❄ Não se Trata de Criar Anticorpos
(Delia Steinberg Guzmán)
Vivemos em um mundo poluído e nos acostumamos com isso. Principalmente nas grandes cidades, o nível de poluição ambiental aumenta a cada dia, mas, como não podemos abandoná-las, porque nelas estão ancoradas nossas obrigações, simplesmente nos adaptamos a essa situação. Nosso organismo criou anticorpos, e quase naturalmente nos acostumamos ao antinatural.
Porém, o processo é mais complexo: a situação não se reduz ao meio físico, mas se expande aos planos psicológico e mental, contaminando as vivências humanas a pontos inimagináveis.
A sujeira psicológica se manifesta em emoções grosseiras que se introduzem em todos os espaços da vida. A violência, a agressividade, o egoísmo extremo, parecem ser as medidas usuais na maioria das sociedades.
Ao princípio, causam grandes sofrimentos – e continuam causando –, mas, se antes alguém se perguntava até onde seria possível suportar sim explodir, criamos anticorpos para nos defender e seguir adiante como podemos.

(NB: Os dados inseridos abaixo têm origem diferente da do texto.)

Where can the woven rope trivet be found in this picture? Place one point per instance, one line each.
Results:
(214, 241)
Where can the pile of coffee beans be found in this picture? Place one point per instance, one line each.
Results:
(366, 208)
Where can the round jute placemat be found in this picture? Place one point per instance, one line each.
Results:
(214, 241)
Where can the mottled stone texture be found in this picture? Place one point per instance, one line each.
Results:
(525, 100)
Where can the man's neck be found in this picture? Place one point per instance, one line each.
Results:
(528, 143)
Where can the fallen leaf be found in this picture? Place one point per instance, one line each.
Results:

Certamente a insegurança, o temor, a vulnerabilidade, nos perseguem, mas os anticorpos geraram uma forma de indiferença, que parece indiferença, mas não é. Essa frieza com que aceitamos as maiores crueldades – com a qual tomamos café da manhã todos os dias, graças à mídia – é uma forma de resistir, um dizer a si mesmo “ainda não me atingiu, ou vai me atingir mais adiante, ou talvez nunca … “
E o que fazer com a corrupção que se apresenta inesperadamente em qualquer canto, até mesmo naqueles que considerávamos lugares conhecidos e seguros? De novo a indiferença, tirar o corpo fora e continuar andando como se não tivéssemos visto nada, pois intuímos que nosso protesto, além de estéril, seria prejudicial para a nossa segurança. Há aqueles que entram no jogo, justificando-o; outros se afastam para não adoecer. De uma forma ou de outra, os anticorpos nos fazem ver como algo quase normal o que, conscientemente, nos deixaria envergonhados.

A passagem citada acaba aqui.